N was my boss when I was a legal secretary. We shared a love of the labyrinthine coils of English Legalese and general bad luck with men. Her luck was to change, eventually; mine wasn’t. Intelligence-and-common-sense-wise she was several hundred points ahead of me but she was patient, considering my whimsical incompetence, tendency to throw a wobbly or quietly panic most days and to either file all her stuff in the wrong place or forget to file it at all. She even found it amusing that people tended to think I was the solicitor and she the secretary. An entirely logical conclusion: the big bony lummox must be the boss, the little birdlike one must be the secretary. It’s evolution, innit? Eventually she went to work for another legal firm. Eventually, also, she became my friend, for which I am grateful.

In my defence, I could type really fast. It was just… well, all the rest of it.

Sunday, September 14, 2003

Extract from (long lost) first blog : Blue, with Stars : 2003 – 2006

Rosie the kitten is sitting on my knee. We had the ceremonial opening of the cat-flap yesterday and she shot out into the outside world. Of course I spent the whole day trying not to keep checking up on her and making sure I could still see her, hunting for her all over the place. This must be what it’s like for parents letting their children go off on a gap year to Africa or whatever. Luckily Rosie didn’t set off for East Anglia (where she came from) at a brisk trot, via the M25 so she must be content to stay with me. I’ve been doing some calculations. I had vaguely thought she would be about 6 months (when they have to be spayed) in February but according to my diary it’s more like December, just before Christmas. I’ll have to check with the vet in October, when I take the remaining three in for their cat-flu injections.

Went to the theatre with N on Friday night. Not the best of nights as I was exhausted, as always after work, but especially at the end of the week, and I think she was too. She hadn’t been home but had carried on working. It was an amateur performance, and I thought it might be interesting just because of the “wobbly scenery” possibilities but it was even “wobblier” in all sorts of ways than I had imagined.

The theatre was a very small section of a leisure centre and we had to wait in a rather dismal area on a motley selection of hard chairs, saggy sofas and chaise longues, while the (one) lady behind the bar struggled to serve the queue with orange juices etc. Then we found that the theatre seats weren’t numbered and all the locals had stampeded in first to bag seats for their friends. We couldn’t sit together because there simply weren’t two seats left.
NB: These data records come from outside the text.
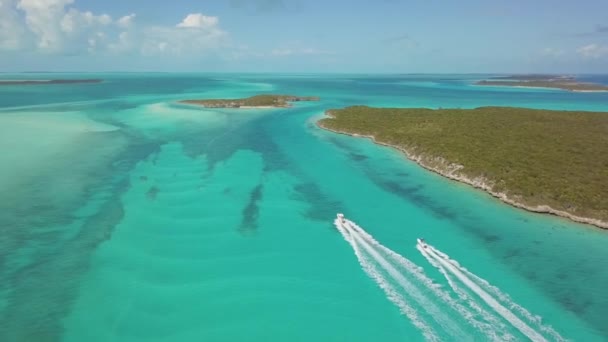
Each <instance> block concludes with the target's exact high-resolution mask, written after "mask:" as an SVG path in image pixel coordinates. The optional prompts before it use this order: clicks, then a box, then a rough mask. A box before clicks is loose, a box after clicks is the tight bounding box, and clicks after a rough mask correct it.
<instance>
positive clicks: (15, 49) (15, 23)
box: [0, 0, 26, 51]
mask: <svg viewBox="0 0 608 342" xmlns="http://www.w3.org/2000/svg"><path fill="white" fill-rule="evenodd" d="M25 36H26V30H25V27H24V25H23V24H22V23H21V22H20V18H19V14H18V13H17V9H16V1H15V0H0V51H2V50H7V51H12V50H19V49H20V48H22V47H23V45H24V39H25Z"/></svg>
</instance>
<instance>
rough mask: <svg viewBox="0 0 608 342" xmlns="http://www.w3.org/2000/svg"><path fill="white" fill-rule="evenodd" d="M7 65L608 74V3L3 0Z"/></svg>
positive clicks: (1, 45)
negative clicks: (596, 73)
mask: <svg viewBox="0 0 608 342" xmlns="http://www.w3.org/2000/svg"><path fill="white" fill-rule="evenodd" d="M0 71H2V72H21V71H135V72H137V71H196V72H302V73H316V72H337V73H338V72H339V73H342V72H356V73H608V1H606V0H577V1H574V0H534V1H530V0H525V1H524V0H510V1H506V0H458V1H454V0H173V1H166V0H163V1H160V0H0Z"/></svg>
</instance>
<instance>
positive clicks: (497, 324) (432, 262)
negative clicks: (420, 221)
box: [416, 245, 515, 341]
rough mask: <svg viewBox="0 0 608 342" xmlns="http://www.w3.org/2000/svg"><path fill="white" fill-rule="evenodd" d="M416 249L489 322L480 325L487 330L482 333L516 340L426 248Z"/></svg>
mask: <svg viewBox="0 0 608 342" xmlns="http://www.w3.org/2000/svg"><path fill="white" fill-rule="evenodd" d="M416 249H418V251H420V253H421V254H422V255H423V256H424V257H425V259H426V260H428V262H429V263H430V264H431V265H433V266H434V267H435V268H437V269H438V270H439V272H441V274H443V276H444V277H445V278H446V280H447V281H448V284H449V285H450V287H451V288H452V290H454V292H456V294H457V295H458V297H459V298H460V299H462V300H463V301H464V302H466V303H467V304H468V305H469V306H470V307H471V308H472V309H473V310H474V311H475V312H477V314H479V315H480V316H481V317H482V318H483V319H484V320H485V321H486V322H489V324H488V323H485V324H481V325H479V326H478V328H480V329H486V330H482V331H483V332H484V333H485V334H486V335H487V336H488V337H489V338H491V339H492V340H493V341H513V340H515V336H513V335H512V334H510V333H509V332H508V329H507V327H506V325H505V324H504V323H503V322H501V321H500V320H499V319H498V318H497V317H495V316H494V315H493V314H492V313H490V312H488V311H487V310H485V309H484V308H483V307H481V306H480V305H479V304H477V302H476V301H475V299H474V298H472V297H471V296H469V295H468V294H467V293H466V291H464V290H463V289H461V288H460V287H459V286H458V284H456V282H454V281H453V279H452V277H451V276H450V274H449V273H448V272H447V271H446V270H445V268H443V266H441V264H439V263H438V262H437V261H435V259H433V258H432V257H431V256H430V255H428V253H427V252H426V250H425V249H424V248H422V247H421V246H420V245H416Z"/></svg>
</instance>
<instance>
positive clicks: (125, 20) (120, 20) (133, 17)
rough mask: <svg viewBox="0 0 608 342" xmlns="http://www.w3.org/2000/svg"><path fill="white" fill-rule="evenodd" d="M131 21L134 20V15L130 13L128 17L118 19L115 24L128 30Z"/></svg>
mask: <svg viewBox="0 0 608 342" xmlns="http://www.w3.org/2000/svg"><path fill="white" fill-rule="evenodd" d="M133 19H135V13H131V14H129V15H125V16H124V17H122V18H120V19H118V20H117V21H116V24H117V25H118V26H119V27H122V28H128V27H129V26H131V25H132V24H133Z"/></svg>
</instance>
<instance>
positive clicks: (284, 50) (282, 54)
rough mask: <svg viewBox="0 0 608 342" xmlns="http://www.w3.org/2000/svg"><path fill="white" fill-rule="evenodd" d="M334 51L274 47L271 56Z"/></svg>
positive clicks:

The play was a murder mystery of staggering uninterest, the actors had costumes made of what looked like curtains dyed different colours and were totally miscast – eg the ‘honeymoon couple’ were a reasonably attractive young woman and a hideous old bloke (who later got ‘killed’ and staggered back in with – possibly strawberry jam – all over his white shirt). Thank goodness for that, I thought.

The second half was a kind of question and answer session where the audience and a panel asked questions of the cast and tried to work out who dunnit. Nobody had a pencil to write the answer down. The plot had so many logic-holes (normally a plus point, as far as I am concerned, and one of the most entertaining aspects of Star Trek) that I couldn’t work out why they dunnit even when I was told that they had dunnit, and furthermore I didn’t care. It turned out to have been written by a member of the cast (the fat one with the bow-tie).

I felt a bit embarrassed that I had let N in for this awfulness but she seemed to find it quite amusing, said it was better than sitting at home writing Wills for people all evening.